I am familiar with Levene's test (Wikipedia link) for equality of variances, which is robust to non-normality, but assumes observations are independent. Today I was wondering what to do when you want to compare variances between two samples, but observations are not independent. For instance, in panel data, an individual is observed through time, and may be grouped with other individuals in a cluster, making it very likely that observations are not independent.
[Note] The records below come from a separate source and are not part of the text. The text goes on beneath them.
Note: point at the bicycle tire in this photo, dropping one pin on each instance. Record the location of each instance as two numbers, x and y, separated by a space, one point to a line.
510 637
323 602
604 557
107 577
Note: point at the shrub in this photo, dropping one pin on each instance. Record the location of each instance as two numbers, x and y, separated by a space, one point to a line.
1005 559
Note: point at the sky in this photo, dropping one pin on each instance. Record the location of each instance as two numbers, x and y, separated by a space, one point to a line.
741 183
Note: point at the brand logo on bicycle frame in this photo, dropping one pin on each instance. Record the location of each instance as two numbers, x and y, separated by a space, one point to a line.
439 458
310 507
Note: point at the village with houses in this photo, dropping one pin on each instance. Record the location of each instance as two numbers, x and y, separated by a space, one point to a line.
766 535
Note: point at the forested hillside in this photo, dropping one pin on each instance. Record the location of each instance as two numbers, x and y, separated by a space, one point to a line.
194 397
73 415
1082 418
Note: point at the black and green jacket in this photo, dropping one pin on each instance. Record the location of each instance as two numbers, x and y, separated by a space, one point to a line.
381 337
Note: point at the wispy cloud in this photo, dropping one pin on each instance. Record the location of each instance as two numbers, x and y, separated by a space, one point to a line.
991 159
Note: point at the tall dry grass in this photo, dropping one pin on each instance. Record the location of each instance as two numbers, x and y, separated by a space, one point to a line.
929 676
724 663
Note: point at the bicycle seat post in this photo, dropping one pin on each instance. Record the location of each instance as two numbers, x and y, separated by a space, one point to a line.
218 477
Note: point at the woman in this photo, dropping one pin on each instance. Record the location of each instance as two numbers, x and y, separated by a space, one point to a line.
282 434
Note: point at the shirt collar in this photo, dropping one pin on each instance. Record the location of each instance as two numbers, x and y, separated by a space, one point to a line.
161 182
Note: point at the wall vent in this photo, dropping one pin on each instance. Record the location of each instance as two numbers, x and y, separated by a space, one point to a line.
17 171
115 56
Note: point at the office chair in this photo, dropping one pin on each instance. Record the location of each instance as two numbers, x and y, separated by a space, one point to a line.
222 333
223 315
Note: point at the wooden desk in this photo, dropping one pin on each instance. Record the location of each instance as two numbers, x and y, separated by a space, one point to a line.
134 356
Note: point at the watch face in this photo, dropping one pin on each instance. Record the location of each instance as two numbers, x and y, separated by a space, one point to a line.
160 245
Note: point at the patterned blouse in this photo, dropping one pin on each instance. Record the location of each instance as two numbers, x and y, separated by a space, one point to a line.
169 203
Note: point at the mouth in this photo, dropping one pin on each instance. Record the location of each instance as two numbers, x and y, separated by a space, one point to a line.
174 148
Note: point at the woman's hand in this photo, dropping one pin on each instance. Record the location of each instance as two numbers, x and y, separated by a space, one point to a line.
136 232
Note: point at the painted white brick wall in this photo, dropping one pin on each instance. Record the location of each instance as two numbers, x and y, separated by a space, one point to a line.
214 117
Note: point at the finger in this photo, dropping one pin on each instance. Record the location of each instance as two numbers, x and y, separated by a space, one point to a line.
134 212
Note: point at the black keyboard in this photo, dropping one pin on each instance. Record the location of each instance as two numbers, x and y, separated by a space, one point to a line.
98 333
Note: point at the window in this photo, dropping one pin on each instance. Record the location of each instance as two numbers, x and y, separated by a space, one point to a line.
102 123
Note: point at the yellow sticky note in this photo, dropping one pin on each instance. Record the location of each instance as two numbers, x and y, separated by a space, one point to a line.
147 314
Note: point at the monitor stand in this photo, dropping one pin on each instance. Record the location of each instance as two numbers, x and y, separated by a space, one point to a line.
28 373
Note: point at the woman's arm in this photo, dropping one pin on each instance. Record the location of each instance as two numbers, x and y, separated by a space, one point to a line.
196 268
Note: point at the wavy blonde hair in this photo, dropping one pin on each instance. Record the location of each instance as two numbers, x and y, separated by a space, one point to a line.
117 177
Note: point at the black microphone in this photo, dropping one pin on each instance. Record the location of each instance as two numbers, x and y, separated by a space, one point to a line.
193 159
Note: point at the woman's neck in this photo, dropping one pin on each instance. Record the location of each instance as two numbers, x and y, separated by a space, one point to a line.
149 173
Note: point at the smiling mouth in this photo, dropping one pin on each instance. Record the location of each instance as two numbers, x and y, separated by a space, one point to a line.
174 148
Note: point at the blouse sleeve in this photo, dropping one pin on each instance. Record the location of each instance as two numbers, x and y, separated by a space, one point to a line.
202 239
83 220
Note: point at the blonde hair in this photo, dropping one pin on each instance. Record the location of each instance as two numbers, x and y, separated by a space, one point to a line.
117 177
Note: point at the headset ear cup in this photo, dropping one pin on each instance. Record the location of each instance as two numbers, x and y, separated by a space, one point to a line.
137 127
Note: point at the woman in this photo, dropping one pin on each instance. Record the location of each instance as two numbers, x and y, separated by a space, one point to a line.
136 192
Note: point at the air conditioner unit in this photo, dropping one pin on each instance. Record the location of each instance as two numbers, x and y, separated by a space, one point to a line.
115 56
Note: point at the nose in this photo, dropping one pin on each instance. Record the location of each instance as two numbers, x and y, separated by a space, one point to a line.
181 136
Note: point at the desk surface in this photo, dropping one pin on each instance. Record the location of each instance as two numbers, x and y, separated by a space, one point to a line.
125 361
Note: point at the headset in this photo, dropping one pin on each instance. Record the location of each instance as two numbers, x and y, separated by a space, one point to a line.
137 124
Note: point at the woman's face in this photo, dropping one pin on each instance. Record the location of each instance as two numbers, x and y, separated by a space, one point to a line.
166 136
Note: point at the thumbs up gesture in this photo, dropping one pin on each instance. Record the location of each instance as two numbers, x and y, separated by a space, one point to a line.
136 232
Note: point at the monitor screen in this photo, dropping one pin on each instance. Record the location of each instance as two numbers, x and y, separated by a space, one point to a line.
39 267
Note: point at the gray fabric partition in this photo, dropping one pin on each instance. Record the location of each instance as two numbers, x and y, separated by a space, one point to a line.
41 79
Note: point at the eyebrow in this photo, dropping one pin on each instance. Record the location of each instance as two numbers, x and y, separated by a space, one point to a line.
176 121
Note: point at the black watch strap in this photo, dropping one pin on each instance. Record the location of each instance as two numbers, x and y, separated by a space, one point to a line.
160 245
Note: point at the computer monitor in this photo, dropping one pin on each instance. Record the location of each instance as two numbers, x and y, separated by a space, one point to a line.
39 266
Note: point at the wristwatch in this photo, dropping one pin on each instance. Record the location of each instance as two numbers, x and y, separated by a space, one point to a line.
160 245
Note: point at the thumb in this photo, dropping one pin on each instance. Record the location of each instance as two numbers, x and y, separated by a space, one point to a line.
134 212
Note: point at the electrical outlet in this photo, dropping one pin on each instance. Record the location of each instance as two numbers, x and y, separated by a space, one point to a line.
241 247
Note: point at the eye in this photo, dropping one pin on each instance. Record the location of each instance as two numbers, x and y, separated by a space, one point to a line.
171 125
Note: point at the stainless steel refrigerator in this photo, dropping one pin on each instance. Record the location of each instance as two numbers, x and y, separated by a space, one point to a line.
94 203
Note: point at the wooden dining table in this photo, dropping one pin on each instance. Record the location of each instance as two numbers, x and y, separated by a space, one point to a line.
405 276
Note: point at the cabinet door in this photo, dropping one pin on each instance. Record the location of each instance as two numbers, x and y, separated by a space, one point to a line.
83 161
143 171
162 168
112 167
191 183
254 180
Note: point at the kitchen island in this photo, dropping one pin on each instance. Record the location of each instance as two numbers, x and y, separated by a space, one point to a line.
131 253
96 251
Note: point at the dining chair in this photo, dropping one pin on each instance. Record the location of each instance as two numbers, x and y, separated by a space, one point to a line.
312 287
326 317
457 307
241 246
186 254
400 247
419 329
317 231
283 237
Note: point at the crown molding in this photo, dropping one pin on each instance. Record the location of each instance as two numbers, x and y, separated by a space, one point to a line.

The heart of the Levene's test is the spread measure $z_{ij} = |x_{ij} - \mu_{i}|$, the absolute deviation of an observation $j$ in group $i$ with group mean $\mu_{i}$. In reality, $\mu_{i}$ is not known, so an estimate $\hat{\mu}_i$ is used instead. The authors of this interesting review of Levene's test point out that instead of using the sample mean (or median), one can use a more robust estimate. This got me thinking: if you could estimate $\mu_i$ in a way that controls for issues that arise in panel data (e.g. observations correlated across time and individuals/cross-sections) then you could substitute that into Levene's test and fire away. But is this in fact true?
Then I read Ben Bolker's response to a somewhat similar question. If I understand him correctly, comparisons of variances amount to comparisons of conditional distributions, since problems like heteroskedasticity and autocorrelation are captured in the error term of a regression. He thus advises comparing the residuals of a regression. Is this the right path?
Or, is Levene's test robust to any issues brought up by panel data?